# machine polishing?



## j4miejenks (Jun 12, 2009)

Anyone recommend me someone in the llanelli/swansea area? or do you happen to do it (must be experienced, as love my car too much for an amatuer, like myself...lol)? 

I have a 2005 MG ZR wanting a full car machine polish, I can get good results by hand, but do have some nasty swirls and light scratches that I'd like to get rid of for good...

Thanks,

Jamie


----------



## paulhdi (Oct 26, 2005)

Hi Jamie,

give Peter @ eclipse a bell mate, he's only in swansea, so not that far.

i'm just outside ammanford, if pete can't help.

Paul


----------



## joshm (Jun 27, 2009)

paulhdi said:


> Hi Jamie,
> 
> give Peter @ eclipse a bell mate, he's only in swansea, so not that far.
> 
> ...


I second that, he recently done a full paint correction and detail on my golf, with outstanding results:thumb:


----------



## Ti22 (Mar 24, 2009)

Pete's the only one in that area I'd recommend.

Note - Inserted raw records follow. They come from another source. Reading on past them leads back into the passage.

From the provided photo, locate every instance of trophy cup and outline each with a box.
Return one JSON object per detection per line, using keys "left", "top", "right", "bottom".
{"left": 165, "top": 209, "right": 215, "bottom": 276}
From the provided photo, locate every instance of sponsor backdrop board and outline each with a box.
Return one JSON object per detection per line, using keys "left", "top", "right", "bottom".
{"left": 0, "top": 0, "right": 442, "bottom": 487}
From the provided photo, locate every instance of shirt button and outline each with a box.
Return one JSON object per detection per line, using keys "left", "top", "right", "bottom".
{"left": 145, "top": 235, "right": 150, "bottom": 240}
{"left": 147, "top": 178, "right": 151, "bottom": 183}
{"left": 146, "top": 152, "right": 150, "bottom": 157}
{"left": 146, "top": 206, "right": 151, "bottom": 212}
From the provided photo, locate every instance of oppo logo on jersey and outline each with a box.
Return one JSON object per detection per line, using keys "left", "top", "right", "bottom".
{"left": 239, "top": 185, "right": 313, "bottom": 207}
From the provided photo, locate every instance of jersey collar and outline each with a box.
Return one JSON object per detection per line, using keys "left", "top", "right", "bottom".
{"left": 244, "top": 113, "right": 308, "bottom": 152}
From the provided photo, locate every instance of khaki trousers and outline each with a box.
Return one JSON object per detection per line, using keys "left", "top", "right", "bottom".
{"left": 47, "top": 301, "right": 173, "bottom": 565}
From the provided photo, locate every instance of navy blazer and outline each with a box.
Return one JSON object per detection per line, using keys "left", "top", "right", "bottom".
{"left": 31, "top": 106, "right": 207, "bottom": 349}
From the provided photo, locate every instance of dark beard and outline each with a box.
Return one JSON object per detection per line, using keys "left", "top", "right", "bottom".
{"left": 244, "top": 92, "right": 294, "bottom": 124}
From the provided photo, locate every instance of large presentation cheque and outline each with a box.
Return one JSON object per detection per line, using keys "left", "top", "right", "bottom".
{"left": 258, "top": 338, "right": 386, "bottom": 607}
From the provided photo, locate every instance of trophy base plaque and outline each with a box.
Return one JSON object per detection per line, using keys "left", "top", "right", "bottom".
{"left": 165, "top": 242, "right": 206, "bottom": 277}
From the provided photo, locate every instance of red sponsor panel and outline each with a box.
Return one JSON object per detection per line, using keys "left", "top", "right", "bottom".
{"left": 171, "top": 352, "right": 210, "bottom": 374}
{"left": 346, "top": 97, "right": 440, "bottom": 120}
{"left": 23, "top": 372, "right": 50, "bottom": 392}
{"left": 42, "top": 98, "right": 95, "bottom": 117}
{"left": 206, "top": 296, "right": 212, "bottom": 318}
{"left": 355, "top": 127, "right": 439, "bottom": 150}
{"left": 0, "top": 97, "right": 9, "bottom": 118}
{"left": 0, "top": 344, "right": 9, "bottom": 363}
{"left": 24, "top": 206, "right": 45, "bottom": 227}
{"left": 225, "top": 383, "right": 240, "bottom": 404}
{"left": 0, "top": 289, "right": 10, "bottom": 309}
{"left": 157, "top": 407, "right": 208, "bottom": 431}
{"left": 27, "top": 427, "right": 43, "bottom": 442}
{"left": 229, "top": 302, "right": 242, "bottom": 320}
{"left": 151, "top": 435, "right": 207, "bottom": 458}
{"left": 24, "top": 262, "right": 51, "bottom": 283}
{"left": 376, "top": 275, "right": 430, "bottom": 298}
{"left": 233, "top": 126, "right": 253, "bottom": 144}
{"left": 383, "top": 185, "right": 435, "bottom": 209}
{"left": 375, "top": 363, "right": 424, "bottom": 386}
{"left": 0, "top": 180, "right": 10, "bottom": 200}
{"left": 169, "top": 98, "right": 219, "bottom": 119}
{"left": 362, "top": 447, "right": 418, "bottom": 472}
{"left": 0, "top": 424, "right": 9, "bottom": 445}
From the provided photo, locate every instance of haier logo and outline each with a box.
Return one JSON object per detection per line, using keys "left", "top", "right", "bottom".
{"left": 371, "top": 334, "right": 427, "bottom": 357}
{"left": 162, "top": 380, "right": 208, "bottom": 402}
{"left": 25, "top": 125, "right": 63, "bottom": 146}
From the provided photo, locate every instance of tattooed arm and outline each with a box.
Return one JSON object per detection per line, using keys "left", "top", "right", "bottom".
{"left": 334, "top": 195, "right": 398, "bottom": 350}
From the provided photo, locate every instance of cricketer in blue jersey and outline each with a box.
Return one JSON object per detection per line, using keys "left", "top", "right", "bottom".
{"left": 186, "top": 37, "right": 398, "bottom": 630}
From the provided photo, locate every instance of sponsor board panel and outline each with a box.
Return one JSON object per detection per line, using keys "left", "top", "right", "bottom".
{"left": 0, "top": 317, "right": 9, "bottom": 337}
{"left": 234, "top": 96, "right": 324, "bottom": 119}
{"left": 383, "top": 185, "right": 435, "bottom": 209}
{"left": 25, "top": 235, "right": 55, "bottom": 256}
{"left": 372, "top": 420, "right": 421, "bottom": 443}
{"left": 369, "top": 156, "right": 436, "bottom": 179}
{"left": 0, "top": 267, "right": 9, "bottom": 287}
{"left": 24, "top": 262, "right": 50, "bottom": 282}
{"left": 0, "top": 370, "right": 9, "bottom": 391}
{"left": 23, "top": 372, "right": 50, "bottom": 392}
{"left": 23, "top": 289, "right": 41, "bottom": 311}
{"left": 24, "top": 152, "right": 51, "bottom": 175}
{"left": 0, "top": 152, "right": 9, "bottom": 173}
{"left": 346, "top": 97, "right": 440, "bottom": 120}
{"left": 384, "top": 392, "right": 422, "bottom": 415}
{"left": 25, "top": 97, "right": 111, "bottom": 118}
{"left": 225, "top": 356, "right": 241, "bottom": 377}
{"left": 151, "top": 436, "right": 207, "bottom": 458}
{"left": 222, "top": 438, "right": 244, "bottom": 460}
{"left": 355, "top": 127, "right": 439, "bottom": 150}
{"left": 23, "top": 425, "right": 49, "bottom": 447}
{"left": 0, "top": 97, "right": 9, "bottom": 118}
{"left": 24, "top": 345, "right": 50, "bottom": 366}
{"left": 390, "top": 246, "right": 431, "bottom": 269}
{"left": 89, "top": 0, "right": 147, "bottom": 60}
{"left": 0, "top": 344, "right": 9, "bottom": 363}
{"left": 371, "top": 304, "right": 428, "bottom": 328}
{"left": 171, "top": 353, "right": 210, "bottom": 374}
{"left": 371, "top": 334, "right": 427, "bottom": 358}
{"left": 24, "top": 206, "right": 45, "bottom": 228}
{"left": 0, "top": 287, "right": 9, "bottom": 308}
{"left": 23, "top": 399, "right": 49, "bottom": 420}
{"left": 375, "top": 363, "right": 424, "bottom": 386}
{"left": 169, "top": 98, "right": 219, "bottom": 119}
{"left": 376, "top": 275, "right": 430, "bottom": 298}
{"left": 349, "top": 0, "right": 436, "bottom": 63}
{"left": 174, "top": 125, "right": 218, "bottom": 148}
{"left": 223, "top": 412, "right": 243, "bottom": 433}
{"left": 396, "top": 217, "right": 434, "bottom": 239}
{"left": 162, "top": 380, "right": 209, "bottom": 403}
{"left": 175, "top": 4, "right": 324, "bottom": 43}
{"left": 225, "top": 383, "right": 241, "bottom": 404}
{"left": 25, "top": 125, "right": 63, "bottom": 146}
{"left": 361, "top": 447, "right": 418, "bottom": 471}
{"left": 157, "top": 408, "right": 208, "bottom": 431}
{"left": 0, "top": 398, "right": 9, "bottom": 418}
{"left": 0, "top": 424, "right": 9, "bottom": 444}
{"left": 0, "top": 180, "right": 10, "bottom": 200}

However.. If you fancy a trip to sunny newport, then that's different 

hope you get it sorted!

James


----------



## j4miejenks (Jun 12, 2009)

Cheers guys!

Whats pete's rates?

Thanks,

Jamie


----------



## j4miejenks (Jun 12, 2009)

I need 10 posts before I can read your PM

Jamie


----------



## j4miejenks (Jun 12, 2009)

Should be able to read it now...

Jamie


----------